Non c’è nulla di sbagliato nei sogni e non c’è nulla
di sbagliato nell’avere paura, l’ errore è solo nel binomio.
Così alla fine il nocciolo della storia è proprio
qui. Un insegnamento grande raccontato
con la semplicità e il candore delle storie belle. Per questo Il sogno
segreto di Zekharia Blum resta una fiaba ma è una fiaba importante in grado
di parlare a tutti, anche a quella parte in ognuno di noi, piccola e smisurata,
che adulta non lo vuole proprio diventare.
COME FOGLIE AL VENTO
STEFANO PAVESIO
Questa non è un una semplice storia, si può leggere, infatti, in molti modi.
Inizia nel 1988 con quattro ragazzini, Rolando detto Candelina, Michele, Davide detto Gaui ed Elisa. Hanno dodici anni e una vita che ha riservato loro solo allegria.
Questa storia finisce nel 2006, e siccome i ragazzini sono diventati grandi, hanno scelto strade diverse, non giocano insieme da tanto tempo, e da troppo non si vedono più. Non ci sarebbe molto altro da dire, nel mezzo 18 anni di vita, di evoluzione, di trasformazione verso l’età adulta.
Un romanzo di formazione a tutti gli effetti.
Ma non basta.
C’è anche la seconda guerra mondiale e la città di Asti, e le bombe, e i rifugi antiaerei , sempre troppo lontani e sempre troppo pochi. Poi la guerra finisce e arriva il dopo, con la miseria e la disperazione dei suoi abitanti, che è disperata voglia di vivere.
Potete allora pensare che sia pure un romanzo storico.
Ma non basta ancora.
C’è l’inquietante storia di un borgo abbandonato. Deserto dalla notte di Natale del 1946. Che fine hanno fatto i suoi abitanti? Erano uomini donne e bambini, partiti tutti insieme per Asti. Ma ad Asti non ci sono mai arrivati. E il borgo ormai deserto si è chiuso in sé, circondato e protetto da un bosco inquietante e malevolo. Perché è così che diventano i boschi, quando la sofferenza e il sangue inzuppano il loro territorio.
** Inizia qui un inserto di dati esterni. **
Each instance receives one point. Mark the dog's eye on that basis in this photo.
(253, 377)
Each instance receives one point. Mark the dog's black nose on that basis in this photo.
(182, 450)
Potete dunque scorrerlo con occhi avidi e inquieti come si fa con i mistery.
Ma alla fine, questa storia, una definizione non ce l’ha e non importa a nessuno. Non importa a Pavesio, che l’ha voluta solo raccontare, non importerà ai lettori quando si accorgeranno quanto bene l’ha saputo fare.
E così avrei detto tutto il necessario. Aggiungerei solo una cosa.
Tutte le storie hanno un luogo come casa. Questa ha un luogo che è molto più di un posto, perché
Pavesio, per descriverlo, ha attinto da tutti i sensi, restituendoci colori suoni odori rumori. E ricordi che strappano sorrisi.
Le Crystall Ball, per esempio, che avevo dimenticato tanto tempo fa.
E’ importante dirlo, perché i ricordi, quelli belli, sono una cosa strana. Ti scivolano nell’anima impregnandola di nostalgia e le persone nostalgiche di solito sono persone tristi. Ma con i ricordi belli la nostalgia non fa così, ti prende forte e a volte ti sconcerta, poi ti lascia lentamente, e la dolcezza che ti resta dentro, prima, non la potevi nemmeno immaginare.
*****
Letto tutto d'un fiato ... f a n t a s t i c o!!!